When I was a boy, I used to love to visit my mother’s workplace.

As a teenager and a man in my twenties, that love changed into wariness. Now, as a forty something son to a retired mother, I find myself thinking back fondly of the place where she spent thirty plus years of her life.

As the youngest child of the newest member of the faculty of the Botany department of an all-women’s college, I was the star of every visit to her classroom.

Her colleagues thought me the funniest and smartest boy they knew but that was only to be expected because I was the first boy child born in the department after a sequence of four girls.

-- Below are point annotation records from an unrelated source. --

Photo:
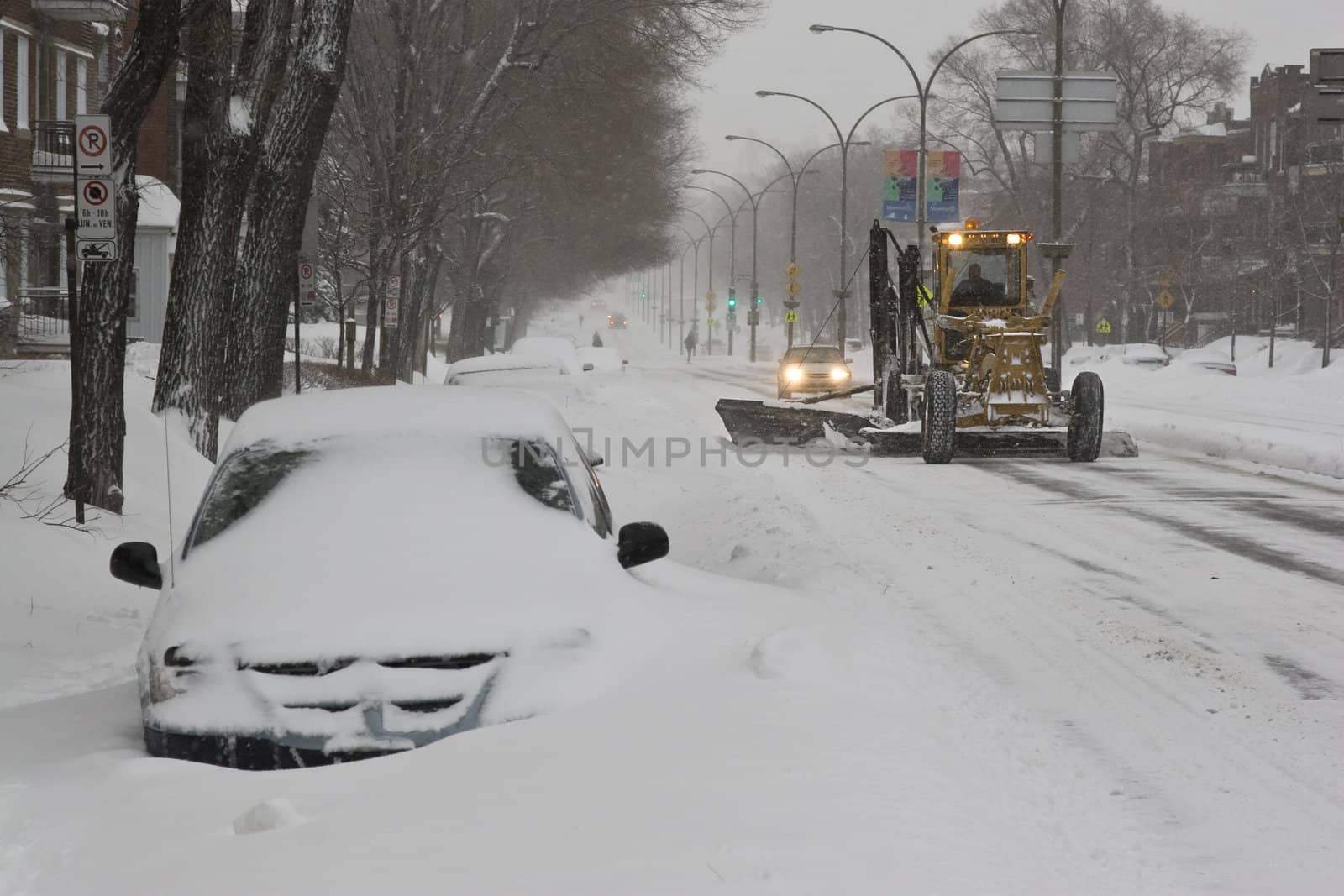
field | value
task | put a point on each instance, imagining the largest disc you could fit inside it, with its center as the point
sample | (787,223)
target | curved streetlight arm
(874,107)
(972,39)
(879,39)
(726,203)
(723,174)
(813,156)
(707,228)
(811,102)
(770,147)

Photo by azees math on Unsplash

We would order food from the cafeteria — usually samosas — those hot, deep-fried triangles filled with potatoes and future high-blood pressure. Her students usually ignored me while I roamed the back of the class where leaf, shoot, and root samples sat in some sort of yellow solution in big glass mason jars with thick lids topped with glass knobs.

I got to write on the greenboard between classes only to have to quickly erase it as students filed in for the next lecture. In a tropical country with two seasons — hot and rainy — I especially loved the dappled shadows cast by the massive gulmohar trees on the balcony which ran outside the classroom door. Those days were truly some of the fondest memories of my childhood.

As a teenager and a young man, my trips to my mother’s workplace grew infrequent.

What teenager wants to hang out with her parents!?!

But more than the usual teenage rebellion, I was also growing self-conscious about being one among a handful of men on campus teeming with women.

To my raging hormones, visits to my mother’s college were an exquisite torture.

Women, dressed impeccably, everywhere. And I, hyper-aware of my maleness and also of my mother’s omnipresence on the same campus through her spy network of colleagues, not knowing where to look without eliciting disapproval.